This year, AAA Mid-Atlantic is cautiously projecting a small decline in highway traffic volume from last year.

The organization is being cautious because its projection is based on a survey of drivers' intentions conducted last month - when gasoline prices were almost double their current levels.

Ragina Averella, a spokeswoman for AAA, said that the Wednesday before Thanksgiving continues to be the most congested travel day of the year - closely followed by the Sunday after the holiday. But she said more people appear to be traveling early to avoid those peak days.

"People are definitely spreading it out more and more," Averella said.

At Baltimore-Washington International Thurgood Marshall Airport, officials were expecting about 77,500 passengers to pass through the terminals today and about 79,500 Sunday.

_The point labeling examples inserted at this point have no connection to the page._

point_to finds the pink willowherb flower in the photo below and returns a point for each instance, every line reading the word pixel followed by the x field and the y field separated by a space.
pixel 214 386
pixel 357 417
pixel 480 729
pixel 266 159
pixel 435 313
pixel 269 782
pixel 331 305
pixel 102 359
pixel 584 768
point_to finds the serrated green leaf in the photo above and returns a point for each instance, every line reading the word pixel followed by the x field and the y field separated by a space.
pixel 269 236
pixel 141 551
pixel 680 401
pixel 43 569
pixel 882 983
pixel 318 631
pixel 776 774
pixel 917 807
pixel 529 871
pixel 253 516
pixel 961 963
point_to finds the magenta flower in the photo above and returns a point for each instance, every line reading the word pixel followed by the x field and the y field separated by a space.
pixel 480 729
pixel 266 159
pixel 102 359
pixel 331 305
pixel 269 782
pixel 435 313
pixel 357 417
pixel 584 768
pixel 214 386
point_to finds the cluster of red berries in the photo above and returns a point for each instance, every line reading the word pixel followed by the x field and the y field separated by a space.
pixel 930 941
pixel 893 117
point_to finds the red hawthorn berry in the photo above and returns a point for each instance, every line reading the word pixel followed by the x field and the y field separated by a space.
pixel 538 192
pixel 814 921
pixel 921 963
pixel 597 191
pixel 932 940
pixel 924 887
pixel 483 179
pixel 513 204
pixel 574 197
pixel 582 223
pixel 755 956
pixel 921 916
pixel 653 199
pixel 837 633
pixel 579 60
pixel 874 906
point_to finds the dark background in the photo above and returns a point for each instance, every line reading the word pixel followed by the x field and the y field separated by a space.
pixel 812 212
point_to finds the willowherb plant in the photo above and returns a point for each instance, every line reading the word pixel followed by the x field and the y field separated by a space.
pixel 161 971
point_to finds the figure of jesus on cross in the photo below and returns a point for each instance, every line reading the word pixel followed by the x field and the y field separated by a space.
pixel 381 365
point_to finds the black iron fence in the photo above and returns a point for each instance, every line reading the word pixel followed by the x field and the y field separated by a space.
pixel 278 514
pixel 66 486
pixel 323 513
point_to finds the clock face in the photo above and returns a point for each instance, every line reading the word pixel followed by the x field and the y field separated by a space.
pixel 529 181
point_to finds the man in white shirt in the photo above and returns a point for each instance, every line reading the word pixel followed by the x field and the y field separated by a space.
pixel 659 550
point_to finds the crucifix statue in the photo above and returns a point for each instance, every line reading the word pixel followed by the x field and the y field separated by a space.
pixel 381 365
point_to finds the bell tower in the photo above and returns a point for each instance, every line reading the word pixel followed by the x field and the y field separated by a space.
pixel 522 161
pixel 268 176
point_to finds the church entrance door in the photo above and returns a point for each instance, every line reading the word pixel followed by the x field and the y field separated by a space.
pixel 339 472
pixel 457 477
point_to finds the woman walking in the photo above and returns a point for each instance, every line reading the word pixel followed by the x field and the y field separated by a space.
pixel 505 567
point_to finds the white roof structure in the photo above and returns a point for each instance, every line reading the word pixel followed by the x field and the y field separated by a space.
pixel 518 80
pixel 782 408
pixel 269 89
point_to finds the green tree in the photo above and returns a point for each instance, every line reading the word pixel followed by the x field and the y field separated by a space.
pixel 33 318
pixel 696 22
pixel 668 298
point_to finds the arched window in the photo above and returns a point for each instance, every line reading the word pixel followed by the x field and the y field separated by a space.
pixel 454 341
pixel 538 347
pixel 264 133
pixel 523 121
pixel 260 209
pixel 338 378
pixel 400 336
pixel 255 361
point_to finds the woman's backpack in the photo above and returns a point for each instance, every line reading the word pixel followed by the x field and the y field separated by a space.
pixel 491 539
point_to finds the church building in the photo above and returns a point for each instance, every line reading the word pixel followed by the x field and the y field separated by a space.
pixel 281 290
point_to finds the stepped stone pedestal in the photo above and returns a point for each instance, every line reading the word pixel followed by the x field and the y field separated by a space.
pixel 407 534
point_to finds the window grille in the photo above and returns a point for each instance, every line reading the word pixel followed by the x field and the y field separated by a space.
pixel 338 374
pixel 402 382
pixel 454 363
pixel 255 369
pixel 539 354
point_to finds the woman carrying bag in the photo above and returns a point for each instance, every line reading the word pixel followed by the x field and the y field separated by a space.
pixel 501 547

The average daily passenger traffic is 57,000.

BWI spokesman Jonathan Dean said the airport's forecast of 486,000 travelers for the week ending Monday amounts to a 2 1/2 percent drop from last year's Thanksgiving week. He noted that some airlines have cut flights under pressure from a slowing economy.

Dean said there is no need for travelers to arrive earlier than the 90 minutes ahead of departure usually recommended for domestic flights.

"BWI operates really very efficiently. The security checkpoints seem to move well even on busy holiday periods," he said.

Amtrak was expecting to carry 128,000 passengers in the United States today, 65 percent more than an average Wednesday. Based on strong reservations figures, it was expecting no drop-off from its ridership of 665,000 during last year's Thanksgiving week.